In 1919, Naguib Mahfouz was granted the Order of the Nile. In 1935, he was elected Honorary Fellow of the Royal College of Obstetricians and Gynaecologists of England, an honour only bestowed on five eminent doctors at any one time. In 1937, he became a Fellow of each of the Royal College of Physicians of England and of the Academy of Medicine of New York. During the same year, he was granted the title of Pasha, the highest honour bestowed on a civilian in Egypt. In 1943, the Royal College of Surgeons of England elected Sir Winston Churchill, Mrs Chiang Kai-Shek and Professor Naguib Mahfouz as Honorary Fellows of the College, the highest honour the Royal College can bestow.

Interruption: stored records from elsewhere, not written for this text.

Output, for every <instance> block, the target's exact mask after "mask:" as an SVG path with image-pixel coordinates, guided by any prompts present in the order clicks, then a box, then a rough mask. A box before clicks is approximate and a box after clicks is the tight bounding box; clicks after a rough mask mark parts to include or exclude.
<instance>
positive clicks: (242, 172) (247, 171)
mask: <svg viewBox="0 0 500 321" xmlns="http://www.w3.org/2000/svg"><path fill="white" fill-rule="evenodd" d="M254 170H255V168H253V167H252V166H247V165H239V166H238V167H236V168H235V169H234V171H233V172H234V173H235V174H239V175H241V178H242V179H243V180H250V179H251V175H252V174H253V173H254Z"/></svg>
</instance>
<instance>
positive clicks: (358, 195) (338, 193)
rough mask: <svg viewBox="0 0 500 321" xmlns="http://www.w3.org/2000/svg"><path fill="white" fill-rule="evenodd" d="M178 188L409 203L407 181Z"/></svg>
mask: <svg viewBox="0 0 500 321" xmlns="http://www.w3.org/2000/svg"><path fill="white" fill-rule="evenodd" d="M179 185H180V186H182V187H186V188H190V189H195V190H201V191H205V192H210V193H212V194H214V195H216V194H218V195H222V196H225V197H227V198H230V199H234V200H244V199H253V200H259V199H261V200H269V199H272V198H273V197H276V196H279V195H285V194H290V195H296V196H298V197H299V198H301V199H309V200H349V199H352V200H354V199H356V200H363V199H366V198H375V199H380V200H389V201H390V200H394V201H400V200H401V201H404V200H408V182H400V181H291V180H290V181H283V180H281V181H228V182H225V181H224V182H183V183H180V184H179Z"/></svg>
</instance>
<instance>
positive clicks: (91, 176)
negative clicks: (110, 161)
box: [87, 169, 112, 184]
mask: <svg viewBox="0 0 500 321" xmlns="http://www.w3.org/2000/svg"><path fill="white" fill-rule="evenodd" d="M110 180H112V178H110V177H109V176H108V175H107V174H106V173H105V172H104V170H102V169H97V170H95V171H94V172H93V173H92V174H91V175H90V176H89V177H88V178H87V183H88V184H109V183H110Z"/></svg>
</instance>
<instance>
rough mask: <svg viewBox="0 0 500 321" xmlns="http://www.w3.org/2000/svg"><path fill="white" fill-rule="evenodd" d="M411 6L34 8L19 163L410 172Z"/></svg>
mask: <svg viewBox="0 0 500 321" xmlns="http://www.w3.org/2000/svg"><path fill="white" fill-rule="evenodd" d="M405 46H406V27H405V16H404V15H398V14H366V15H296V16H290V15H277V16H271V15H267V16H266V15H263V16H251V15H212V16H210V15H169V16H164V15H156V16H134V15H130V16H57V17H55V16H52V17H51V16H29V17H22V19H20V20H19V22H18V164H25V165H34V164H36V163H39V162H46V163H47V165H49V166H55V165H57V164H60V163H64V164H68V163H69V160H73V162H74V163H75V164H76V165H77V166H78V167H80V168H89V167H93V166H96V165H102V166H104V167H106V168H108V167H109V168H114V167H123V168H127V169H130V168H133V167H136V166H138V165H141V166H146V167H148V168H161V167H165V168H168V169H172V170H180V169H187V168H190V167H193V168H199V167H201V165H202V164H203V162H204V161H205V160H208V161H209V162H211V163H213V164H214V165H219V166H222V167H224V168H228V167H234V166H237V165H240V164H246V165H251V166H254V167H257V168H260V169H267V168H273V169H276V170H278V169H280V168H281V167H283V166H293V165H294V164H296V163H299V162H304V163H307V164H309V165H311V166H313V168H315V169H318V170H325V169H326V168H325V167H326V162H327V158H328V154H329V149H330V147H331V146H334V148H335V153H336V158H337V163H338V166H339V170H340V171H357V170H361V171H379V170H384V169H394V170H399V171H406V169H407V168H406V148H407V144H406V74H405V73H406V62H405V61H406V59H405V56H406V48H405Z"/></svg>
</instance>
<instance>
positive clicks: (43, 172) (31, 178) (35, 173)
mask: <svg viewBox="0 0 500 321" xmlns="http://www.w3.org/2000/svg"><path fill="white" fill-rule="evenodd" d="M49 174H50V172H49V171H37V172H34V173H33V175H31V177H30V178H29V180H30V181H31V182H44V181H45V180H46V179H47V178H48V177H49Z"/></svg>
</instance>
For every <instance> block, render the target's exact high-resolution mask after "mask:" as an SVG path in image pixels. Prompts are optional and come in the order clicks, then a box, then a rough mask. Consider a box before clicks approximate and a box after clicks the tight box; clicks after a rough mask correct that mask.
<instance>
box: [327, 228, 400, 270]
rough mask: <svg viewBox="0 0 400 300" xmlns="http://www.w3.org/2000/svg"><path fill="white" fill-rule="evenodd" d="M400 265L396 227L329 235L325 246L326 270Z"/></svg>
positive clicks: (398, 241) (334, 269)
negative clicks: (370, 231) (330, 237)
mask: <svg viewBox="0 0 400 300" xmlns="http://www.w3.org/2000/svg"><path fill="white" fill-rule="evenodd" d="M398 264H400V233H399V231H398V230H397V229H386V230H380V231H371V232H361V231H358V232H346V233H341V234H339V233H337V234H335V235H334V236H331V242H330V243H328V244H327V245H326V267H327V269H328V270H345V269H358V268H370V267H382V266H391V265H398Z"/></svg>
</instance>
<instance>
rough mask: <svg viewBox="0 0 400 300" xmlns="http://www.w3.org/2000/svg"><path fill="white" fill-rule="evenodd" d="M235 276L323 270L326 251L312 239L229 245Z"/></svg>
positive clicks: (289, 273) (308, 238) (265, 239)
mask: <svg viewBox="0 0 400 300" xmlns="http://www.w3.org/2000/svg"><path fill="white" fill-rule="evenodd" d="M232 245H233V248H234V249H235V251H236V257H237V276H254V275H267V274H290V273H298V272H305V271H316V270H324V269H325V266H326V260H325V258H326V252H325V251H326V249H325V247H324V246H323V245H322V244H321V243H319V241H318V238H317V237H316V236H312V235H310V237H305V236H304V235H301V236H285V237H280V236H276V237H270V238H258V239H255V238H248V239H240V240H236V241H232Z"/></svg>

As Mahfouz could not make it to London because of lack of transport during World War II, the Royal College of Surgeons Council, in an unprecedented move, conferred the degree on Naguib Mahfouz in Cairo. On July 1st 1947, the Royal Society of Medicine of England bestowed its Honorary Fellowship upon Professor Naguib Mahfouz and its Gold Medal upon the discoverer of penicillin, Sir Alexander Fleming. During the same year, Mahfouz was also granted the Honorary Fellowship of the Royal Society of Gynaecology and Obstetrics of Edinburgh. Naguib Mahfouz was granted the Medal of Education as well as the King Farouk’s Prize for Medical Sciences in 1951. In 1956, The Royal College of Obstetricians and Gynaecologists invited Mahfouz to deliver the Fletcher Shaw Memorial Lecture, an honour only conferred on Fellows of the College “whose research would have contributed to noticeable progress in obstetrics and gynaecology”. So overwhelming was the demand for applications to attend, far beyond the College’s lecture hall capacity, that the venue of the lecture had to be moved to the Royal Society of Medicine in London. In 1960, President Gamal Abdel Nasser granted Mahfouz the First Class Order of Merit and the State Prize of Distinction for Science. President Anwar Sadat subsequently granted him the highest accolade post-humously. Naguib Mahfouz was married to Fayka Azmi in 1911. They had a son and four daughters. He passed away at the age of 92 on 25th July 1974.
Naguib Mahfouz. The life of an Egyptian doctor. Edinburgh and London: E & S Livingstone Ltd, 1966.
Samir Mahfouz Simaika and Youssef Samir Simaika. Naguib Mahfouz:
the man who dedicated his life to the betterment of women’s health, Watani International, 25 July 2004.